1. i-Melt Melt Optimization: Enter material grade, and FANUC system automatically matches melt temperature profile, screw speed, and back pressure (e.g., for PC material, it automatically recommends a melt temperature of 280℃, a screw speed of 60 rpm, and a back pressure of 100 bar), reducing manual debugging time by 50%.
2. Injection Speed Fine-Tuning Interface: FANUC Process Editor supports step-by-step injection speed fine-tuning (accuracy of ±1 mm/s).

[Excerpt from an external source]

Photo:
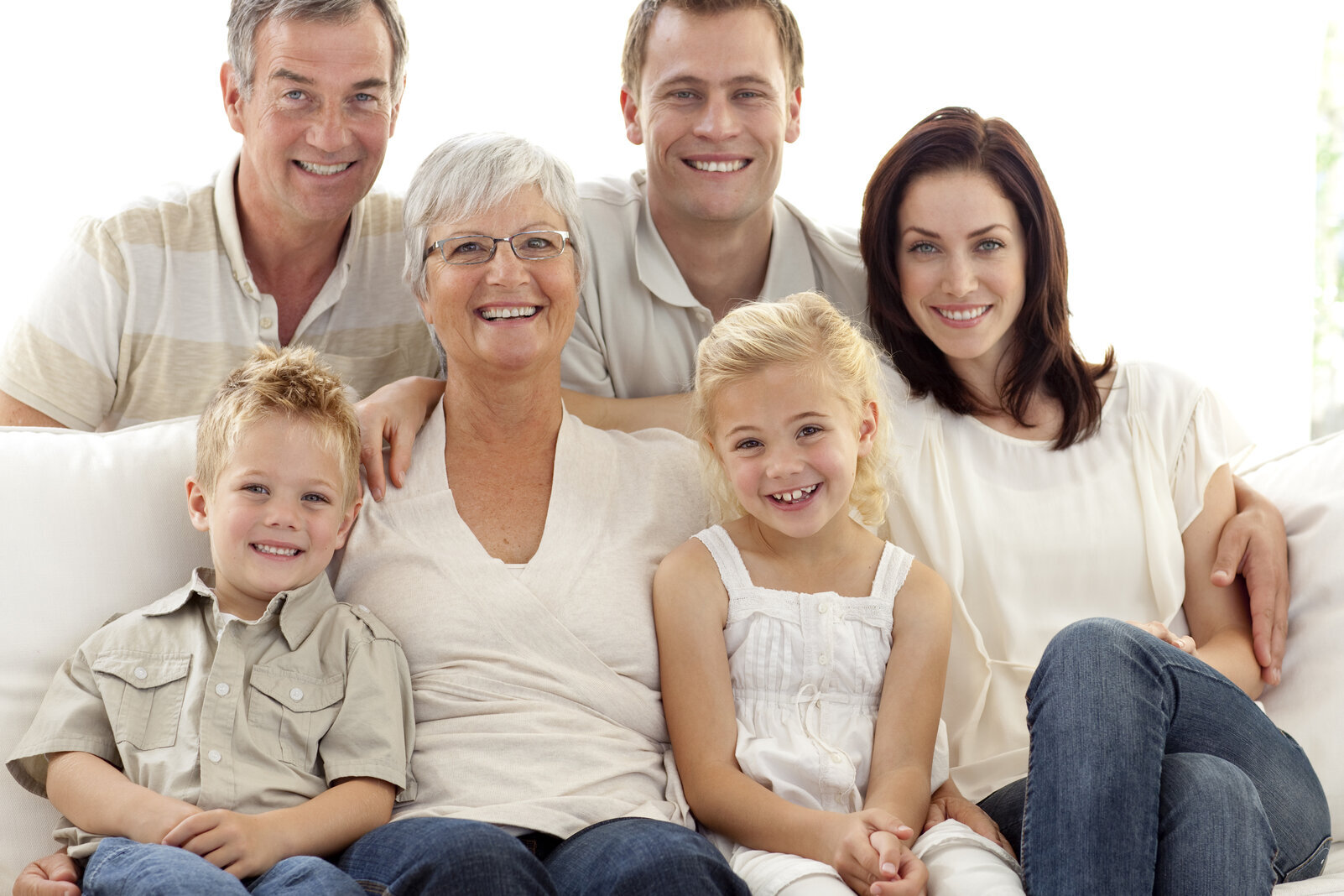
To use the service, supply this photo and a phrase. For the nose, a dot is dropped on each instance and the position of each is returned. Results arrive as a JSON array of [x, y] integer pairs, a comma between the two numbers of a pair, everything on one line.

Combined with real-time pressure curve display, this allows precise control of filling process (e.g., increasing injection speed by 5 mm/s at weld line location).
3. Abnormal Diagnosis Assistant: When injection speed fluctuations occur, FANUC Fault Tree Analysis function automatically indicates cause (e.g., "servo valve response delay," "uneven barrel temperature," "screw wear") and provides solutions (e.g., "clean servo valve," "calibrate heater coil," "replace check ring").

1. Material Compatibility: Check material viscosity and shear sensitivity in FANUC "Material Database" (e.g., whether PVC has entered decomposition window due to excessive speed);
2. System Parameter Validity: Check whether speed matches FANUC recommended "material, wall thickness, and mold" combination (e.g., whether high-speed mode is enabled for thin-walled parts);
3. Equipment Status: Check FANUC "Servo Diagnostics" (response speed) and "Screw Wear Detection" (if clearance > 0.3mm, replacement is required);
4. Mold Issues: FANUC "Mold Analysis" function indicates design flaws in vent groove, parting surface, or gate (e.g., air marks caused by insufficient venting).
Summary: Core of injection speed tuning for FANUC electric injection molding machines is to "leverage system closed-loop control and proprietary functions to achieve precise energy transfer for melt filling." By combining "segmented speed-pressure linkage," "material database matching," and "real-time data monitoring," combined with dynamic adjustments based on mold feedback, stable, defect-free, and low-stress production can be achieved. After each speed parameter is adjusted, it is necessary to pass FANUC's "production data verification" (50 consecutive mold dimensions, appearance, and internal stress meet standards) to solidify parameters and avoid batch problems caused by "parameter drift."